Complete End-to-End Pipeline#

Most users combine these steps into a comprehensive workflow:

Complete End-to-End Pipeline Code Example
from nemo_curator.pipeline import Pipeline

from nemo_curator.core.client import RayClient

# Complete production pipeline (most common pattern)
def build_production_pipeline():
    pipeline = Pipeline(name="production_processing")
    
    # 1. Content cleaning first
    unicode_modifier = Modify(
        modifier=UnicodeReformatter(),
        text_field="text"
    )
    pipeline.add_stage(unicode_modifier)
    
    # Note: PII processing requires specialized tools - see PII documentation
    # for proper implementation using dedicated PII processing pipelines
    
    # 2. Quality filtering
    word_filter = ScoreFilter(
        score_fn=WordCountFilter(min_words=50, max_words=100000),
        text_field="text"
    )
    pipeline.add_stage(word_filter)
    
    alpha_filter = ScoreFilter(
        score_fn=NonAlphaNumericFilter(max_non_alpha_numeric_to_text_ratio=0.25),
        text_field="text"
    )
    pipeline.add_stage(alpha_filter)
    
    repeated_filter = ScoreFilter(
        score_fn=RepeatedLinesFilter(max_repeated_line_fraction=0.7),
        text_field="text"
    )
    pipeline.add_stage(repeated_filter)
    
    boilerplate_filter = ScoreFilter(
        score_fn=BoilerPlateStringFilter(),
        text_field="text"
    )
    pipeline.add_stage(boilerplate_filter)
    
    return pipeline

# Apply the complete pipeline
complete_pipeline = build_production_pipeline()
processed_results = complete_pipeline.run()
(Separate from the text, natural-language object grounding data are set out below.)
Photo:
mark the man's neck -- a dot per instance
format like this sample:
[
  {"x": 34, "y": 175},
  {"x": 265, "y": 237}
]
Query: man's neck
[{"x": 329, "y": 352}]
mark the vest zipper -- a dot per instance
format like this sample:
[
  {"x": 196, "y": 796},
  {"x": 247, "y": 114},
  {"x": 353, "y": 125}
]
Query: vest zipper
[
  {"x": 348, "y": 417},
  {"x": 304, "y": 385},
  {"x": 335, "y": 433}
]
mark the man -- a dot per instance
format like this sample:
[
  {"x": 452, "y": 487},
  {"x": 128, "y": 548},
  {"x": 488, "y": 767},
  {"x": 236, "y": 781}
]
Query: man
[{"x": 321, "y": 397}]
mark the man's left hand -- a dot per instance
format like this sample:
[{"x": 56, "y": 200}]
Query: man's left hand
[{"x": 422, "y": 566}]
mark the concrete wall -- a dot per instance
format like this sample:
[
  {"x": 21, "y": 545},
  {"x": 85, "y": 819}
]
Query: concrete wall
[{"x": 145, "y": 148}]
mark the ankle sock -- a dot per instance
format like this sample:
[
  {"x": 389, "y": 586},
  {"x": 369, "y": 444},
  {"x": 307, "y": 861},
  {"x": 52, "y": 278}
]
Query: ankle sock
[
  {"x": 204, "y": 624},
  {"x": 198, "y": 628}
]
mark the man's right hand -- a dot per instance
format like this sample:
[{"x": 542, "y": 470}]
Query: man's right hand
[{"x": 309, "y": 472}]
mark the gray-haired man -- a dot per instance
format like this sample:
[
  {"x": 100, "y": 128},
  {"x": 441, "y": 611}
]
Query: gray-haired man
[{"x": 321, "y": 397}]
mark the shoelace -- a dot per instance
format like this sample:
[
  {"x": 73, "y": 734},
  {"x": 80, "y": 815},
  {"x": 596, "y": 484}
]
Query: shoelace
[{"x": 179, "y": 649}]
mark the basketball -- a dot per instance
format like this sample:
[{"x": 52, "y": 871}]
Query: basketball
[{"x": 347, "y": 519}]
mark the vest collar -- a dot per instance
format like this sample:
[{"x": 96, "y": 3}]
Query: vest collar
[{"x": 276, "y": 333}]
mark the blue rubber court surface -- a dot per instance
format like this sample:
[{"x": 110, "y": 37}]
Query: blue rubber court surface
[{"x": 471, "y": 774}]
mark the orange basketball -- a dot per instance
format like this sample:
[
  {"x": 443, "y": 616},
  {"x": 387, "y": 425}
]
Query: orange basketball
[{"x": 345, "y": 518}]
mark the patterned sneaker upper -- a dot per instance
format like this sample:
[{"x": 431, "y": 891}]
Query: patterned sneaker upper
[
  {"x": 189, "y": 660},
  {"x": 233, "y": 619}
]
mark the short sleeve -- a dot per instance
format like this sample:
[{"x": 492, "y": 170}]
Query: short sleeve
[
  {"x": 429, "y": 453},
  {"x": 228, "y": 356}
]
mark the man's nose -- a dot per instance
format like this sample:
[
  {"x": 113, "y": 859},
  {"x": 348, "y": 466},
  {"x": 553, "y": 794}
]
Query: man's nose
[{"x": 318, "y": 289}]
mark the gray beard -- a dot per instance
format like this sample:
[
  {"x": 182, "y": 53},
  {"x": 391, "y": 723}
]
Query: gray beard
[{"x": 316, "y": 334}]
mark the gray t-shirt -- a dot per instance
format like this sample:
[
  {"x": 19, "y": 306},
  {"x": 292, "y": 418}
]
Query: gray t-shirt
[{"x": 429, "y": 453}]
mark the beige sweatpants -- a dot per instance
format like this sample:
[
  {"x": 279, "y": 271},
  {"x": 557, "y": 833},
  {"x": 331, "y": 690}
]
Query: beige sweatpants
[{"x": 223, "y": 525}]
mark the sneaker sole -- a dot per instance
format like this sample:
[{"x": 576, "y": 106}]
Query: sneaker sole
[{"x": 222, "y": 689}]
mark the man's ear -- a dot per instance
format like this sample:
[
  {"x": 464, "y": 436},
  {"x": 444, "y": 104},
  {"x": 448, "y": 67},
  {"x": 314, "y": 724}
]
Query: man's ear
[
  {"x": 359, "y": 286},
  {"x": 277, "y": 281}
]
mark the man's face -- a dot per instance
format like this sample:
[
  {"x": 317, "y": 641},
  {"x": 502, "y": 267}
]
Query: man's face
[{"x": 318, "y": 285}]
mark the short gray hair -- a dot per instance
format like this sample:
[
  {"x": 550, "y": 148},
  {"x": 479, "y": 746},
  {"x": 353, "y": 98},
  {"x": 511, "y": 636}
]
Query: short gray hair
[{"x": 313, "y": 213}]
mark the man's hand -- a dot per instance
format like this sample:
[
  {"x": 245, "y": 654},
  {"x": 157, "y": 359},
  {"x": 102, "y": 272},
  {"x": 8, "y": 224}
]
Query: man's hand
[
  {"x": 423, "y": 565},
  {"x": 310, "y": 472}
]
# Then apply deduplication separately for large datasets
# For large datasets - use fuzzy deduplication
ray_client = RayClient(num_gpus=4)
ray_client.start()
fuzzy_workflow = FuzzyDeduplicationWorkflow(
    input_path="/path/to/processed/data",
    cache_path="./cache",
    output_path="./output",
    text_field="text"
)
fuzzy_workflow.run()

# For smaller datasets - use exact deduplication
exact_workflow = ExactDeduplicationWorkflow(
    input_path="/path/to/processed/data",
    output_path="./output",
    text_field="text",
    assign_id=True
)
exact_workflow.run()

ray_client.stop()